Don't take this as saying channels aren't useful. They still very much are, just within a single process. They are orthogonal to the communication that happens between processes.
Maybe an example might help:
I work on some systems that communicate via queues. They take in messages from one queue, do some processing, then write additional messages to another queue. A pipeline is a good model for a system like this. We could have 3 stages:
func startStage1(out chan<- message1, stop chan struct{})
func startStage2(in <-chan message1, out chan<- message2, stop chan struct{})
func startStage3(in <-chan message2, stop chan struct{})
The first stage would use a consumer library to consume from a Queue. For example from
kafka:
func startStage1(out chan<- message1, stop chan struct{}) {
c, _ := kafka.NewConsumer(&kafka.ConfigMap{})
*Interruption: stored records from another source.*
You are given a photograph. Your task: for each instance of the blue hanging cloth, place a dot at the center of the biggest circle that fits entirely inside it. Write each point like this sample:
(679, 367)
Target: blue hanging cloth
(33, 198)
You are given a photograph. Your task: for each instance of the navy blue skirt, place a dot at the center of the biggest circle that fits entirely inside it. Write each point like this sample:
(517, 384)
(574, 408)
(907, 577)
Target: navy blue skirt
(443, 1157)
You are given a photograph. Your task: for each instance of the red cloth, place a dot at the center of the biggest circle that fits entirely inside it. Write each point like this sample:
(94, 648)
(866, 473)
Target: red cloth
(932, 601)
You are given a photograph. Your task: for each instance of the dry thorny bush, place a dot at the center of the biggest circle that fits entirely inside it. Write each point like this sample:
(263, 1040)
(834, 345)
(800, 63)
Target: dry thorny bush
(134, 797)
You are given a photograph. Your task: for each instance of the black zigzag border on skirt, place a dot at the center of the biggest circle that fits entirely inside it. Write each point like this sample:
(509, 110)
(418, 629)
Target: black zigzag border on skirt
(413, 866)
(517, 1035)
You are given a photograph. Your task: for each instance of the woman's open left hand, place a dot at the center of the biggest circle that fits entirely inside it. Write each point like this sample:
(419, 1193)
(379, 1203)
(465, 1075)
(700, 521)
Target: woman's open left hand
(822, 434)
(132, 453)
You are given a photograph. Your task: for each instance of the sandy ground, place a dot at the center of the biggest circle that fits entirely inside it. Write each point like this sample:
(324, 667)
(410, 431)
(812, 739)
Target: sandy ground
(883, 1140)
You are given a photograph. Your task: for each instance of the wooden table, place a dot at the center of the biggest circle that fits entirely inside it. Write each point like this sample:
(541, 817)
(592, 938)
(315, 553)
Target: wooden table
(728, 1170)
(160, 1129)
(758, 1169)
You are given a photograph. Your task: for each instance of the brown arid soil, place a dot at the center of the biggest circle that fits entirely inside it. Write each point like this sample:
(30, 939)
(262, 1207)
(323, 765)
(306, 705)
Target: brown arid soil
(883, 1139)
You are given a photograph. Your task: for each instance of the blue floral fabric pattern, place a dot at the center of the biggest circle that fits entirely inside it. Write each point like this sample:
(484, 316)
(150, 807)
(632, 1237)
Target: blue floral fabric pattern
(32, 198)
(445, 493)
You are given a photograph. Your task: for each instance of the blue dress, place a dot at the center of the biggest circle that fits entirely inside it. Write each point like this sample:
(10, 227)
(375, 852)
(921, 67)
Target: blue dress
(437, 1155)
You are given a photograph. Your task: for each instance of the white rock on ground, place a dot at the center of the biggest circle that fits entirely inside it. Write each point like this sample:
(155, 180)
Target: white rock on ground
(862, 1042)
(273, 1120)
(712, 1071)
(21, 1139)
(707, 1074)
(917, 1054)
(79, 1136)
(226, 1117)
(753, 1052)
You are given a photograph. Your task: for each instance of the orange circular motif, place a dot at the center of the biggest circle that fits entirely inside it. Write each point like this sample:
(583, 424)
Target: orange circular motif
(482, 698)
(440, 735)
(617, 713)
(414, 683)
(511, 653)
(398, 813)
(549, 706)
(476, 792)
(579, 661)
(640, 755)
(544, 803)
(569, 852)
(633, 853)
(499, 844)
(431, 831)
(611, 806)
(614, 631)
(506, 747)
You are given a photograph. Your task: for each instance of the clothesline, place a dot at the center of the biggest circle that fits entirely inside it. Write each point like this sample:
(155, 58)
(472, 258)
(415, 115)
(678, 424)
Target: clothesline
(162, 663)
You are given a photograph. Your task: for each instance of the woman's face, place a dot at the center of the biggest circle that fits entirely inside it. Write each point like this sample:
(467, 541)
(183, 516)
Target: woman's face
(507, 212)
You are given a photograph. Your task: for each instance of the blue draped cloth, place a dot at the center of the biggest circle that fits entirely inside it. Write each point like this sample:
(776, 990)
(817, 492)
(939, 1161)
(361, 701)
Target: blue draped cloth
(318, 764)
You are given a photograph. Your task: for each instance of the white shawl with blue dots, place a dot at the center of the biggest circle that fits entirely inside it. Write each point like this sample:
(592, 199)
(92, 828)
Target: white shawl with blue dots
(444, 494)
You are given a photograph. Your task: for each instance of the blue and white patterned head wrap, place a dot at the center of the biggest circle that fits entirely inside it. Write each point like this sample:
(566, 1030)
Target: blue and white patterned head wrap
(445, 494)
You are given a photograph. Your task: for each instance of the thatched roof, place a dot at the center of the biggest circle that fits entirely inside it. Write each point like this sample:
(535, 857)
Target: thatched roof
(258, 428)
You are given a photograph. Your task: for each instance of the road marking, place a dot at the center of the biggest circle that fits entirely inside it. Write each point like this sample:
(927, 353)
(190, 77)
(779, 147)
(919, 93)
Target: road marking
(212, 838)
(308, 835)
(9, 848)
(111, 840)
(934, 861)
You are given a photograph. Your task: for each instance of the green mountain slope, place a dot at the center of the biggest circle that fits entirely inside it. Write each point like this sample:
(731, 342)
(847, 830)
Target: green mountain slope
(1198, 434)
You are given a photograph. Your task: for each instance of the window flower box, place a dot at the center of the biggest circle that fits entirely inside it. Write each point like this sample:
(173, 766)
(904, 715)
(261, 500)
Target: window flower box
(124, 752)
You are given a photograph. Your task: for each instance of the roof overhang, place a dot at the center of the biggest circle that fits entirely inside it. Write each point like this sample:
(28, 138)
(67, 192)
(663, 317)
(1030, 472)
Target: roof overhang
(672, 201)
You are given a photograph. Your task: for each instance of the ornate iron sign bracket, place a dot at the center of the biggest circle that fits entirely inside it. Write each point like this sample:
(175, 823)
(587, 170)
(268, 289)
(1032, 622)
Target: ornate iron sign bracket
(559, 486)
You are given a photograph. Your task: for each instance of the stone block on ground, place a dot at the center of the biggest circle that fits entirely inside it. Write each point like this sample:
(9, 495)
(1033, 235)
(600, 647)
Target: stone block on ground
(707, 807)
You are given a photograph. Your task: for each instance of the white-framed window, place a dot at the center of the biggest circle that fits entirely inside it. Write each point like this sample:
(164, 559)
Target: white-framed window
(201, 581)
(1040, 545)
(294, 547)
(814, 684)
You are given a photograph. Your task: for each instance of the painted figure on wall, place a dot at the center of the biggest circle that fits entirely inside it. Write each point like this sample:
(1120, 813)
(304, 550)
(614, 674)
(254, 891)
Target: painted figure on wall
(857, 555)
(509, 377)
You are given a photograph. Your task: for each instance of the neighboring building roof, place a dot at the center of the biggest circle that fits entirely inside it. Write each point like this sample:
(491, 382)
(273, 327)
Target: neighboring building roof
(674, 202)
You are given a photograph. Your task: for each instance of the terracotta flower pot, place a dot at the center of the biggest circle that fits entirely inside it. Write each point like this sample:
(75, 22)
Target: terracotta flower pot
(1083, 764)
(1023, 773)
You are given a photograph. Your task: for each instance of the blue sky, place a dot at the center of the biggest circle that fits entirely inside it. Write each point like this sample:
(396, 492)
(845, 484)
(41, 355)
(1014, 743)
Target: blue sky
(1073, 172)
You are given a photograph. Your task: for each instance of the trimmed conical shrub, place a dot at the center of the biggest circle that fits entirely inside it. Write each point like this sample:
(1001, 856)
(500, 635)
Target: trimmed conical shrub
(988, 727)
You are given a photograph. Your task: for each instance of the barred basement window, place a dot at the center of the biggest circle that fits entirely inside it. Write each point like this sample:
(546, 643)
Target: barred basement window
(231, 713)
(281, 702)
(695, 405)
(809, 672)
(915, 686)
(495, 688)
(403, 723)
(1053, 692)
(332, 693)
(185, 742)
So we're generating messages. A process stage:
func startStage2(in <-chan message1, out chan<- message2, stop chan struct{}) {
// do your processing here
And the producer would use the producer side of Kafka.
This approach is easy to write and understand, but it's also very powerful:
- you can add multiple workers for a stage, for example 4 processors instead of 1, to fully utilize your machines cores, or leave it at 1 if you need the consistency
- you can use buffered channels between the stages to keep things moving smoothly
- you avoid having to use locks, because no state is shared
- the separation of concerns between each stage makes it easy to understand the code
- failures on the producer side apply back-pressure to the pipeline, so we don't consume more than we can handle (useful for a distributed queue like kafka where there are many consumers), and we don't run out of memory and cause a cascading failure, etc...
Having worked with similar systems in Java, I can say the approach was nearly identical, with things like mailboxes and the like. It's just nice having the functionality built into the language as a first-class system, and having a robust scheduler backing it, so you don't have to be too concerned about creating too many goroutines, or fairness in selecting work.